The Air Force has said that EPAWSS will significantly improve the F-15E’s ability to counter radio frequency, electro-optical, and infrared threats in highly contested environments through 2040.
During the EPAWSS Engineering and Manufacturing Phase, BAE Systems has said that it plans to add geolocation and threat identification features to the EPAWSS flight software.
Last year’s biennial Air Force acquisition report said that EPAWSS’ unit cost had risen to $13.6 million–an 18 percent increase over the original projected unit cost of $10.9 million. Overall, for fiscal 2019, schedule growth for the Air Force’s highest priority acquisition category 1 (ACAT 1) programs was 3.1 percent–slightly above the 3 percent for the past five years, while for fiscal 2020 schedule growth was 5.1 percent.

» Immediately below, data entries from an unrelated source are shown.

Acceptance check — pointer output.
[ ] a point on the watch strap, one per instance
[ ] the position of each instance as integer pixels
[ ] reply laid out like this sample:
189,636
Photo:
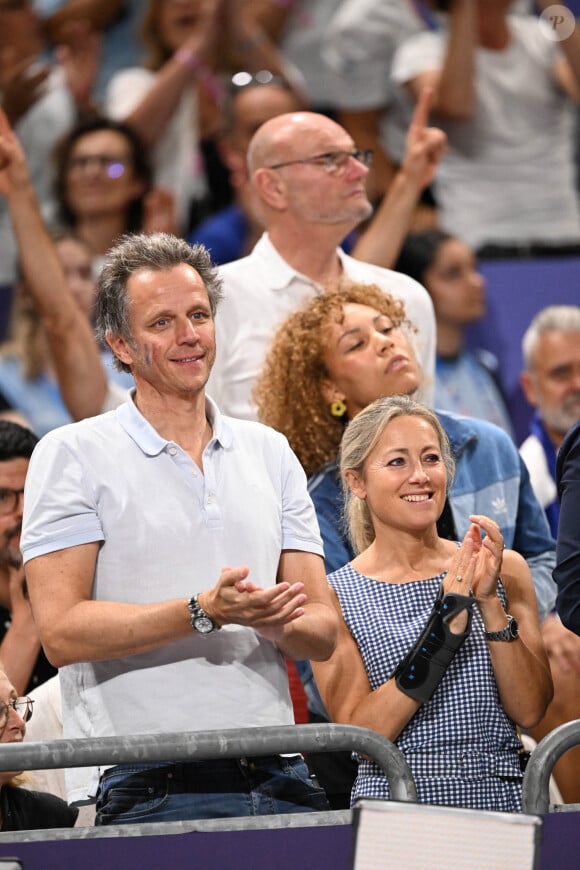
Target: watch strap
507,634
201,622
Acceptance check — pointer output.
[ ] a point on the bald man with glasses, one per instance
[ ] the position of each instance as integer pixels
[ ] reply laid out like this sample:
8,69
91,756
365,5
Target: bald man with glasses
309,178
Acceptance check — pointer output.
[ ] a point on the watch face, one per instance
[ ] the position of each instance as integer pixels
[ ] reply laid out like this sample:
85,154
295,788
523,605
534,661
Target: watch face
203,624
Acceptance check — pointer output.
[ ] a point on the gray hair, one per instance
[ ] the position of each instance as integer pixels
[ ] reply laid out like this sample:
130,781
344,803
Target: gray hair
135,251
360,438
553,318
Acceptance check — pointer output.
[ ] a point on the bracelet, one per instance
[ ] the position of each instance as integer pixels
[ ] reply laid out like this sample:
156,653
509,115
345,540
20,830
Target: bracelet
424,666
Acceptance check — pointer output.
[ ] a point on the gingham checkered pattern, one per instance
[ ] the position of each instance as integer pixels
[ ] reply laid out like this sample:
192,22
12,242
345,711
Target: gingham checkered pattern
461,746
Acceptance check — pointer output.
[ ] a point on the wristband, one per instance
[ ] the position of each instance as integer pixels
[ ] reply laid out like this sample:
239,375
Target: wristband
424,666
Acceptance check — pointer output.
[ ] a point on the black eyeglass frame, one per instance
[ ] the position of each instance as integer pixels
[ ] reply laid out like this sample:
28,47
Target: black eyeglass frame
328,159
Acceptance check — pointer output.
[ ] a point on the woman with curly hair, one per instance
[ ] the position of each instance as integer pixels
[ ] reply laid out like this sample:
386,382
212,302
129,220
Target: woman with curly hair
293,393
328,361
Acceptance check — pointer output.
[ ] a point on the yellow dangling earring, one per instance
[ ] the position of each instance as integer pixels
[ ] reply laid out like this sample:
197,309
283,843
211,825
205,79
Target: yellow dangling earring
338,408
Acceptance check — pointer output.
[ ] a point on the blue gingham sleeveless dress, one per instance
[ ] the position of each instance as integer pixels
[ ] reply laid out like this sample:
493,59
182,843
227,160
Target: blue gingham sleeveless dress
461,746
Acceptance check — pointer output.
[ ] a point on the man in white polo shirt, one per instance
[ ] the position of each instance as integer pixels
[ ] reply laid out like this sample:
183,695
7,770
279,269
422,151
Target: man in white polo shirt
173,556
310,179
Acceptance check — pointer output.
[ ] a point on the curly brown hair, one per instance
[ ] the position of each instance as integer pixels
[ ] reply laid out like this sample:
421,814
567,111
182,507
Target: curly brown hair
288,392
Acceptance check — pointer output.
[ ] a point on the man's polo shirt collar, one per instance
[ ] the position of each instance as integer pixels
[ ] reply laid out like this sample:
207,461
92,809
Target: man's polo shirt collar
150,441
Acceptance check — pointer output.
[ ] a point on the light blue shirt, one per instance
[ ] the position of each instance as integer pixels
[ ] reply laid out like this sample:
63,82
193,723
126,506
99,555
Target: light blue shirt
167,530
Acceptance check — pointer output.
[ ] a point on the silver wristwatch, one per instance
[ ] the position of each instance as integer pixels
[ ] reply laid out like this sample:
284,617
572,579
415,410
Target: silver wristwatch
200,621
509,633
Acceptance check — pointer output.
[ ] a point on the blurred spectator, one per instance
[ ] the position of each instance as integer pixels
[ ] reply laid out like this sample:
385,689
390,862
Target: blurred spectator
42,101
466,382
28,381
551,384
175,101
102,181
504,94
22,809
68,332
298,28
359,45
117,22
252,99
567,571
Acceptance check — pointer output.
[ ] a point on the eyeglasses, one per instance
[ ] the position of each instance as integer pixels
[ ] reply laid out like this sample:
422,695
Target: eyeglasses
22,706
9,500
334,162
245,79
113,166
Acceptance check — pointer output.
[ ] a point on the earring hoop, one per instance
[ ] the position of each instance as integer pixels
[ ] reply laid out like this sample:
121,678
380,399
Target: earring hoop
338,408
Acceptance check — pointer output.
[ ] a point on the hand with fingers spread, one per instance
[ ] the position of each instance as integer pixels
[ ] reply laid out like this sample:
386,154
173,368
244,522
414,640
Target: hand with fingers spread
489,555
237,600
22,83
459,579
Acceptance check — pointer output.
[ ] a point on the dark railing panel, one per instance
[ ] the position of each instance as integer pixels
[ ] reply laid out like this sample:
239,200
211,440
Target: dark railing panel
536,786
200,745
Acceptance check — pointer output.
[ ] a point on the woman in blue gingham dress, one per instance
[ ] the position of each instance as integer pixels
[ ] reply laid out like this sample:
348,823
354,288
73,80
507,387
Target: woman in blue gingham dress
451,705
461,747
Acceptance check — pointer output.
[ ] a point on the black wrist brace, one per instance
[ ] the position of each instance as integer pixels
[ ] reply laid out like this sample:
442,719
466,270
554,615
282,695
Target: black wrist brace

For fiscal 2019, two Air Force ACAT 1 programs, the Boeing KC-46A Pegasus tanker and EPAWSS had schedule growth of more than 12 months.
More than half of the fiscal 2020 schedule growth “occurred in the final quarter and could potentially be reflective of the COVID-19 pandemic impacts,” the report said. “Schedule growth was primarily driven by 2 of 13 programs, again KC-46 and F-15 EPAWSS, with increases of over 12 months.”